Heath volvió la cabeza y contestó por la comisura de la boca:

—El cadáver de Kaspar Kenting fue encontrado en East River, hacia la calle Ciento Cincuenta. La noticia llegó poco después de regresar Snitkin a la Jefatura. El tiene todos los detalles… Yo creo que será mejor no decir nada en casa de los Kenting, pues desconfío de aquel fantasmón de mayordomo, siempre husmeando por allí.

Markham guardó silencio unos segundos. Después preguntó:

—¿Es eso todo lo que sabe usted, sargento?

—¡Por Dios, jefe! —exclamó Heath—. ¿No es bastante?

Reinó de nuevo el silencio en el coche. Aunque yo no podía ver el rostro de Markham, me imaginé sus encontradas reacciones ante aquellas emocionantes noticias.

—Entonces tenías razón, Vance —comentó al fin, en tono apenas audible.

—Conque East River…, ¿eh? —dijo Vance, sin mostrar la menor emoción—. Sí, no podría ser de otro modo. Una verdadera desgracia…

No dijo más, ni se habló de otra cosa hasta que llegamos al departamento de Vance.

Snitkin estaba ya esperándonos en el antedespacho de la biblioteca. Heath se limitó a dirigirle un gruñido al pasar ante él para descolgar el teléfono. Habló durante cinco minutos o más, haciendo innumerables observaciones relacionadas con los acontecimientos de la noche y dando diversas instrucciones.

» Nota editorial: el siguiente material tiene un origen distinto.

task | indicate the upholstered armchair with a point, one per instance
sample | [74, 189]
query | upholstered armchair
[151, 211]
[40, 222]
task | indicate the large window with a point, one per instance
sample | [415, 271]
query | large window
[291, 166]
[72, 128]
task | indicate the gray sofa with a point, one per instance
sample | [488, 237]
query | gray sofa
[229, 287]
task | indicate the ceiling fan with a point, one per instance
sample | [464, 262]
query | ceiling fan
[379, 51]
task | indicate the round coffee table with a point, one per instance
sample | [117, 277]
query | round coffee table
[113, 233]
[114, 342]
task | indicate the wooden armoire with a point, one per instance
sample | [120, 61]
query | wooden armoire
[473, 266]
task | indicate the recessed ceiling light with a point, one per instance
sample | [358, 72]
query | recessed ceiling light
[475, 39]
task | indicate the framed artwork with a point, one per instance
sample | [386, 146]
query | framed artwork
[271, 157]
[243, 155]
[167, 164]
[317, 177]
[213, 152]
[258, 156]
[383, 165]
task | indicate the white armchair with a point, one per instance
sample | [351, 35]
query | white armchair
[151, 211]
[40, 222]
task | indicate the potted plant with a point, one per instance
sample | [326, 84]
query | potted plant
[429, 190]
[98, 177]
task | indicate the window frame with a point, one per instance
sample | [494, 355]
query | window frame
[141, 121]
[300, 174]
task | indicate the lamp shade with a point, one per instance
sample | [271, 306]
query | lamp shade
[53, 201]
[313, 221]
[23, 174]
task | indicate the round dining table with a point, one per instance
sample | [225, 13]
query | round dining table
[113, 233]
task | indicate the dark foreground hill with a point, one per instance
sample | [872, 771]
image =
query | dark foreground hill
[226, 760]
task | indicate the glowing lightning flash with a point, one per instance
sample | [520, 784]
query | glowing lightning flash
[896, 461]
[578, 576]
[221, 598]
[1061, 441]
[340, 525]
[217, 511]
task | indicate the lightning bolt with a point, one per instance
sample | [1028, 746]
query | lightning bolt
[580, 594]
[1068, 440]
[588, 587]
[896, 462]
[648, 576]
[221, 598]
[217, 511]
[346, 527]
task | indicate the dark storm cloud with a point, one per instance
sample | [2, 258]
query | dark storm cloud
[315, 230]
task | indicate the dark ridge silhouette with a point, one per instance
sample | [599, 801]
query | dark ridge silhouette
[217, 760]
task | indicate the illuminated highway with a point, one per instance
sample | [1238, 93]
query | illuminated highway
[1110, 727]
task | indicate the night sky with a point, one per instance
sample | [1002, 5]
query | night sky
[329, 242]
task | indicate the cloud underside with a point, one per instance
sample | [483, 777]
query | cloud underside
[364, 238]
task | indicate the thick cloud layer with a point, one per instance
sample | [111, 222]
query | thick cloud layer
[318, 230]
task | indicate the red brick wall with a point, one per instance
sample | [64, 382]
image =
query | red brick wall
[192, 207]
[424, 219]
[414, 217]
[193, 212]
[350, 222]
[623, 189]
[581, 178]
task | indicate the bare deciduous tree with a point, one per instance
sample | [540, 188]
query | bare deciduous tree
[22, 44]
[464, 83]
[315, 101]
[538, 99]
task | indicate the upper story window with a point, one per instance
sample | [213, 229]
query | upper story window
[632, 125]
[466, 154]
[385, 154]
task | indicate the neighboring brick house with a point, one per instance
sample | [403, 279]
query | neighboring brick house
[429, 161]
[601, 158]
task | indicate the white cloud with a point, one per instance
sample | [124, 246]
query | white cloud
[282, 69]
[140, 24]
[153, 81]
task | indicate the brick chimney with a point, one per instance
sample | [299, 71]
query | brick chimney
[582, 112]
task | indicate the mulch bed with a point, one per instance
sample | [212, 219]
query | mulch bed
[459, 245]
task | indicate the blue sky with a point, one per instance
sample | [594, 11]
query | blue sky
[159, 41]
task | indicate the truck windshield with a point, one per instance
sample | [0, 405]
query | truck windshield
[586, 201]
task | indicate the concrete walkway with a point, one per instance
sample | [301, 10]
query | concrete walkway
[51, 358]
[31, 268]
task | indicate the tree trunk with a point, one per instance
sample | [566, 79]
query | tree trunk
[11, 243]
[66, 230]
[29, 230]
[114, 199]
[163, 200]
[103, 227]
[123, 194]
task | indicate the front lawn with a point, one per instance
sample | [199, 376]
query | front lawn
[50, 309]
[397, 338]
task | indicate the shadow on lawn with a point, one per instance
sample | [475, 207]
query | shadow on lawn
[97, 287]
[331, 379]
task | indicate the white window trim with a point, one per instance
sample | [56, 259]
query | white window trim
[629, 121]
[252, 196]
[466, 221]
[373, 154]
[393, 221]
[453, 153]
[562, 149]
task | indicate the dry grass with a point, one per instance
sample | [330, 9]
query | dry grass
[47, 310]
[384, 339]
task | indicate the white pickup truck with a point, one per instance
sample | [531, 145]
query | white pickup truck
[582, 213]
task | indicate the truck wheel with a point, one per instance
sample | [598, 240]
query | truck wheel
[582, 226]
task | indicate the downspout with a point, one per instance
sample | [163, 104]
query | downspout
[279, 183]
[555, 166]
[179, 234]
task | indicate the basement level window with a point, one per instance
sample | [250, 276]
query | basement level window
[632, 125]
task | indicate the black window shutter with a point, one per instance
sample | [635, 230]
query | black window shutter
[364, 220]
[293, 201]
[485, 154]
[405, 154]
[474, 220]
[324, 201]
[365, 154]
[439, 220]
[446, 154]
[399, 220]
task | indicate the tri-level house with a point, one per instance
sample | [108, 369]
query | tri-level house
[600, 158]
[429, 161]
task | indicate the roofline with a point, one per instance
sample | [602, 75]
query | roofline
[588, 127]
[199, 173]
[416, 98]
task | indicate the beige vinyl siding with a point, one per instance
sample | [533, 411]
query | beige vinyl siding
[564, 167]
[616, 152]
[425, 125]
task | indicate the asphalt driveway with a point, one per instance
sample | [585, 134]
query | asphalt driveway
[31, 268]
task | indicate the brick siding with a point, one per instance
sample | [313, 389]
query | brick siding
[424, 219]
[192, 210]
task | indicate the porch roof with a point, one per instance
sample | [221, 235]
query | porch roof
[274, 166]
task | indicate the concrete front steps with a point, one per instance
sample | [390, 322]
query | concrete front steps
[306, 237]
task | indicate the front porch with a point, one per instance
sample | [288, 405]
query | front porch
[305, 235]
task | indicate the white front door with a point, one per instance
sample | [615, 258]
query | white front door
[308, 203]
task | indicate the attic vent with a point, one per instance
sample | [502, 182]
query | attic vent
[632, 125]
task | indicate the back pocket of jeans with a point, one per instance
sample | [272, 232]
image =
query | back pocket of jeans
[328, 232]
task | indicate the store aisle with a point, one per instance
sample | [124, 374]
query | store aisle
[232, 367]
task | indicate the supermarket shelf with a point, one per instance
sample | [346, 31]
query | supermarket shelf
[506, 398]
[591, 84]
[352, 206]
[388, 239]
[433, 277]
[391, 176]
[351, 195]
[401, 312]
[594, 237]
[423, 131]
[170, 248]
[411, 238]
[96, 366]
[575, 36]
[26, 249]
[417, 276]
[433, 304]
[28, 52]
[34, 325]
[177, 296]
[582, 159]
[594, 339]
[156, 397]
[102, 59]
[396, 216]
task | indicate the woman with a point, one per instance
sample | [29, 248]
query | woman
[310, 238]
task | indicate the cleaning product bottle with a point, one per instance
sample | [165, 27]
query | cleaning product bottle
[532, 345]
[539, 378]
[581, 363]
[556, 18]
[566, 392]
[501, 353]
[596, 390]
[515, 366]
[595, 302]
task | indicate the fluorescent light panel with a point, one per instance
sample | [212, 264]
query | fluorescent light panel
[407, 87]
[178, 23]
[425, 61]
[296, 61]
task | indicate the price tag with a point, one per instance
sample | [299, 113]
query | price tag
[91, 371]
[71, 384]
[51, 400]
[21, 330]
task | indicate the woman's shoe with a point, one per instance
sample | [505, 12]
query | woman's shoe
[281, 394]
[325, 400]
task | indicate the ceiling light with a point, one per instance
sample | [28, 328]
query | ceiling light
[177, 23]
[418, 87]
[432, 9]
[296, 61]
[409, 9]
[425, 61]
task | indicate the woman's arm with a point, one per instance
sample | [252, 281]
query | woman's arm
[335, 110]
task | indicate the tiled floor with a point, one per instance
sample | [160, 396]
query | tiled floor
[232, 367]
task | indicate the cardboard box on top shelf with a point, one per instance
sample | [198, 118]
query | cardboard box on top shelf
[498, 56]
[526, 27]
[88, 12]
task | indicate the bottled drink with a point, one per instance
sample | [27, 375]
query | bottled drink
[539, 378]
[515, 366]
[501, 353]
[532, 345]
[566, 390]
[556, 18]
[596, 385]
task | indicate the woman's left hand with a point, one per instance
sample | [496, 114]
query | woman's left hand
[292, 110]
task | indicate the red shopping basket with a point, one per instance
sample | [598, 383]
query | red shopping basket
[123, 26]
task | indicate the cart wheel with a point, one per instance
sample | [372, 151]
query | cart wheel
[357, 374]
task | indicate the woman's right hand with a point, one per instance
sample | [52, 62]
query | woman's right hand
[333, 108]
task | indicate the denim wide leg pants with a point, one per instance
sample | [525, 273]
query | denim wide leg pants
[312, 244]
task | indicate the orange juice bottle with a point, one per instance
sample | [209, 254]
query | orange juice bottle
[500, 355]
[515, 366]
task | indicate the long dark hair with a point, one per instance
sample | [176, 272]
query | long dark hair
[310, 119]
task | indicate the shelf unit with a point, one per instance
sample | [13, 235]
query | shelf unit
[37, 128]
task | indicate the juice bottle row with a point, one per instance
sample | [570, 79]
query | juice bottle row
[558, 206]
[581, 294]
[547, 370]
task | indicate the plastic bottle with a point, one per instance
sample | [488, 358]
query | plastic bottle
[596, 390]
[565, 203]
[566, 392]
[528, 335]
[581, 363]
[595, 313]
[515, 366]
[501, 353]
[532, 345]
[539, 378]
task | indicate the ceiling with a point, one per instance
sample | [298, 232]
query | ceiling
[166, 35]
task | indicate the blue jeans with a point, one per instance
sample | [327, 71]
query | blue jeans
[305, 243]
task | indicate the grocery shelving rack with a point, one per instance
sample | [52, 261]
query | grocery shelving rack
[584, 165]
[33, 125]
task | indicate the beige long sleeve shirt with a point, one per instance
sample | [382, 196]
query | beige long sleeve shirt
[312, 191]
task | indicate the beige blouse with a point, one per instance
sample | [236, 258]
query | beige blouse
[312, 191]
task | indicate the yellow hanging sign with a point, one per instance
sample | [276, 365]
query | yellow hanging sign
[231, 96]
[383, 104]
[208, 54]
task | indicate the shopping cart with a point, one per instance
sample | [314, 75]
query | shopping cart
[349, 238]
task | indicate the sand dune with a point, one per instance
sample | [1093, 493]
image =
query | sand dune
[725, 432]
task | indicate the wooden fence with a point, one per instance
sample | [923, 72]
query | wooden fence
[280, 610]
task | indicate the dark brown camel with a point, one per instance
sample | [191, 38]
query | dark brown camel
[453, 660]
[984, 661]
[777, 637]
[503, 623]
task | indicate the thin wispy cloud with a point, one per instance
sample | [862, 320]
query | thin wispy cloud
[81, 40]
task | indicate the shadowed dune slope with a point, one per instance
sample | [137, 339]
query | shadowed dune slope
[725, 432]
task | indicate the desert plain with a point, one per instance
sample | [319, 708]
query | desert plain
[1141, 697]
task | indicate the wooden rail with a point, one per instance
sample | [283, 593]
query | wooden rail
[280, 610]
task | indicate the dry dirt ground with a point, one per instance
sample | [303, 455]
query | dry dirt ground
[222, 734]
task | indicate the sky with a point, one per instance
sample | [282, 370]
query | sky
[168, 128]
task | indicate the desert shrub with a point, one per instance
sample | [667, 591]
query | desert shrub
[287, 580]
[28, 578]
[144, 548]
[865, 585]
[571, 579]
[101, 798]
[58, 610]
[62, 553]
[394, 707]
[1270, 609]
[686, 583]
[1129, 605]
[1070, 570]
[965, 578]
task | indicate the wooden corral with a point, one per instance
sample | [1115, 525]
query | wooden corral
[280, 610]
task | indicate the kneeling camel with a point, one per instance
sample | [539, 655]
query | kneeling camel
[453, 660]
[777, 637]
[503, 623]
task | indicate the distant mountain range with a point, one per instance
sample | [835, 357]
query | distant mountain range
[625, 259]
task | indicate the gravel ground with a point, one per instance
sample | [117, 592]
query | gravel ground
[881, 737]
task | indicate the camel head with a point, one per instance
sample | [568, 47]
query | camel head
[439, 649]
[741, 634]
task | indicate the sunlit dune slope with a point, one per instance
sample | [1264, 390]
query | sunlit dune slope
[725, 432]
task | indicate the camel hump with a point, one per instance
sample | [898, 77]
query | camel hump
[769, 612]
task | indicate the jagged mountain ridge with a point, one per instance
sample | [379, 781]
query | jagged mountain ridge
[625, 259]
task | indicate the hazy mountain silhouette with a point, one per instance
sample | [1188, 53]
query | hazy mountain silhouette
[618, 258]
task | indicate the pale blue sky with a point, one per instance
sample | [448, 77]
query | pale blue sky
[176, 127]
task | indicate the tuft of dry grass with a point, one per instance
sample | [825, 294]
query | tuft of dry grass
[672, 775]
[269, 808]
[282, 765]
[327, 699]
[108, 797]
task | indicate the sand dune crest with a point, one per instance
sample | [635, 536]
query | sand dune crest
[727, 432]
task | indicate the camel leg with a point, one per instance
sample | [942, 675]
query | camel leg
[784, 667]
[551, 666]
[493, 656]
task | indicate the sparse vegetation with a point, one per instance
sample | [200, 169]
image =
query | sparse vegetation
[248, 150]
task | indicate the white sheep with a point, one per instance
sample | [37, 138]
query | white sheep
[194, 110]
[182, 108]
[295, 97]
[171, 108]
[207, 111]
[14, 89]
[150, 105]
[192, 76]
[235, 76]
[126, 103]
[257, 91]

Echada así a rodar la pelota de la rutina policíaca, hizo una seña a Snitkin y los dos entraron en la biblioteca, donde Vance, Markham y yo los esperábamos.

—Vamos, Snitkin —ordenó Heath, antes que el policía hubiera transpuesto el umbral—; díganos lo que sepa.

—Oiga, sargento —intervino Vance—; deje primero que Snitkin tome una copita de este brandy —y escanció una copiosa ración de su raro Napoleón en un vaso de whisky colocado sobre la mesa—. Los detalles truculentos pueden esperar un poco.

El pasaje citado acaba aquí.